- Publicatiedatum
- 04/07/2003
Samenvatting
In opdracht van de VROM Inspectie is door het RIVM een pilot studie verricht naar de inzetmogelijkheden van een mobiel laboratorium bij handhavingsacties. Het doel van de pilot studie was om het nut en de noodzaak van de inzet van een dergelijke voorziening bij de controle van afval transporten over de weg, het water en het spoor in kaart te brengen. Het RIVM heeft voor de monsterneming en de (veld) analyse van afvaltransporten en de hiervoor benodigde inzet van mensen en middelen nauw samengewerkt met twee andere onderzoeksinstituten, te weten het Nederlands Forensisch Instituut (NFI) en het douanelaboratorium (DL). In het onderzoek is geconcludeerd dat de handhaver de aanwezigheid van een mobiele laboratorium als zeer waardevol ervaart. Het mobiel laboratorium blijkt vooral effectief te zijn op controlelocaties waar veel doorstroming is van afvaltransporten. Verder blijkt de effectiviteit af te hangen van de doelgroep van de handhaver. Het aantal opdrachten van de Inspectiemedewerker voor monsterneming en veldanalyse van afvaltransporten is van invloed op de doelmatigheid van de inzet van de aanwezige meetploegen van het RIVM, NFI en DL. De resultaten van de veldmetingen uitgevoerd in het mobiel laboratorium blijken voor de inspectiemedewerker een goede basis te leveren voor de besluitvorming om monsters van verdachte afvalstoffen aan een vervolgonderzoek op een instituutslaboratorium te onderwerpen. Op grond van het onderzoek beveelt het RIVM aan om het gebruik van een mobiel laboratorium bij transportcontroleacties en zo mogelijk andere handhavingsacties voort te zetten en verder te ontwikkelen. De VROM Inspectie wordt in overweging gegeven om het mobiel meten als een integraal onderdeel op te nemen in de handhavingstrategie.
Abstract
In a pilot study for the Environmental Inspectorate of the Ministry of Housing, Spatial Planning and the Environment (VROM), the RIVM investigated the usefulness and the necessity of a mobile laboratory as a facility to be located at different locations in the Netherlands for enforcing the national and international legislation on the transport of waste products. The main target for the Inspectorate and other co-operating supervising authorities during monitoring actions is to study the type of (suspected) waste product and the chemical composition of this product. This study was carried out in co-operation with the National Forensic Institute and the Customs Laboratory from 1 June 2001 to 30 April 2002. The RIVM co-operated with these institutes in four projects, i.e.

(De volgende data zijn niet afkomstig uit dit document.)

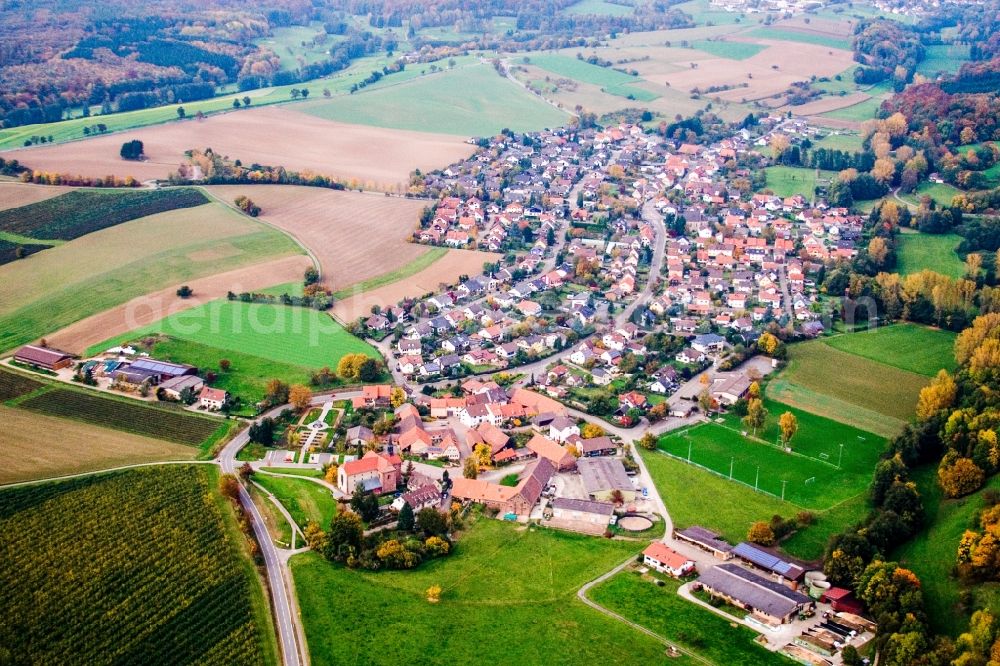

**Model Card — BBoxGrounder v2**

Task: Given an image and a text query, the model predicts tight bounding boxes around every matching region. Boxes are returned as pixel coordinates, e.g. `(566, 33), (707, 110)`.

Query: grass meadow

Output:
(297, 64), (569, 136)
(766, 340), (928, 437)
(291, 519), (680, 666)
(823, 323), (957, 377)
(659, 400), (885, 511)
(0, 204), (302, 350)
(0, 465), (278, 665)
(896, 232), (965, 278)
(764, 166), (837, 200)
(587, 571), (791, 666)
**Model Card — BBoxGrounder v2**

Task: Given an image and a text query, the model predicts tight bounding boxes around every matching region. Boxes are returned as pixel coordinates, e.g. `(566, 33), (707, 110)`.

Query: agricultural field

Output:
(93, 300), (381, 374)
(765, 340), (928, 437)
(659, 400), (885, 511)
(640, 450), (868, 560)
(291, 519), (676, 666)
(8, 106), (472, 189)
(208, 185), (432, 291)
(587, 571), (791, 666)
(299, 64), (569, 137)
(764, 166), (837, 201)
(0, 198), (308, 351)
(892, 465), (1000, 638)
(896, 232), (965, 278)
(253, 474), (337, 529)
(0, 187), (208, 240)
(17, 384), (230, 447)
(0, 465), (277, 664)
(823, 323), (957, 377)
(333, 250), (501, 322)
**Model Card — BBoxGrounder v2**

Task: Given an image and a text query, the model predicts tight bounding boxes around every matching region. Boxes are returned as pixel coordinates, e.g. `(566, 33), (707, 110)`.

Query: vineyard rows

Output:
(0, 188), (208, 240)
(0, 466), (270, 664)
(0, 369), (44, 402)
(20, 388), (226, 446)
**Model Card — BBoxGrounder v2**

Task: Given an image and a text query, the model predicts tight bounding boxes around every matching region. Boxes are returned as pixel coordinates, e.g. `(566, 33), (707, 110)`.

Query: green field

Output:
(18, 384), (230, 446)
(917, 44), (969, 76)
(896, 233), (965, 278)
(902, 180), (962, 206)
(766, 340), (927, 437)
(641, 450), (868, 560)
(659, 400), (885, 511)
(764, 166), (837, 200)
(587, 571), (792, 666)
(892, 465), (1000, 638)
(741, 27), (851, 51)
(297, 64), (569, 136)
(691, 39), (767, 60)
(291, 519), (684, 666)
(819, 97), (882, 122)
(561, 0), (635, 16)
(0, 465), (277, 664)
(253, 474), (337, 529)
(333, 247), (448, 299)
(92, 300), (381, 369)
(0, 204), (303, 351)
(824, 323), (957, 377)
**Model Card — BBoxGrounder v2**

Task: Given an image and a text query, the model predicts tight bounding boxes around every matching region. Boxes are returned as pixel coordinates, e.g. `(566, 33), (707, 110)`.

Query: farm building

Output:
(549, 497), (615, 534)
(14, 345), (73, 370)
(198, 386), (229, 411)
(642, 541), (695, 578)
(577, 458), (635, 502)
(698, 564), (816, 625)
(674, 525), (733, 560)
(733, 543), (806, 590)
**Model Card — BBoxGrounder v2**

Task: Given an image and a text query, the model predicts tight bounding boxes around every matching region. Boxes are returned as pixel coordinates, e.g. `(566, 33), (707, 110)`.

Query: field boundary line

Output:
(0, 460), (216, 490)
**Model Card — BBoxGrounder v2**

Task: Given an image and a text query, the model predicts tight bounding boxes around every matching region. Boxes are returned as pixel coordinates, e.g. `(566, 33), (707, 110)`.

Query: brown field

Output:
(0, 182), (73, 210)
(4, 107), (474, 188)
(333, 246), (501, 322)
(0, 405), (198, 483)
(206, 185), (429, 291)
(784, 92), (871, 116)
(630, 39), (853, 102)
(46, 255), (312, 354)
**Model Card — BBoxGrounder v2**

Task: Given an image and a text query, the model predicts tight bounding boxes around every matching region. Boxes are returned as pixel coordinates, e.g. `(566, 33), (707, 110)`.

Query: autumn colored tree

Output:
(743, 398), (767, 437)
(747, 520), (774, 546)
(917, 369), (958, 421)
(288, 384), (312, 412)
(778, 412), (799, 448)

TC 2001, SWITCH, ZOM and TC 2002. RIVM concluded that the effectiveness and efficiency is influenced by the selection of control locations, the unfamiliarity among some inspectors with the mobile laboratory and the shortcomings of enforcing the legal obligations in the classification of suspected waste products. In the opinion of the enforcement and supervising authorities, the mobile laboratory will be useful and necessary. RIVM recommended that the Inspectorate continue to use a mobile laboratory as an integral part of the enforcement actions. There is both a need to develop methods of chemical analysis and to conduct a survey of substance parameters for investigation and classification of the type and chemical composition of waste products effectively.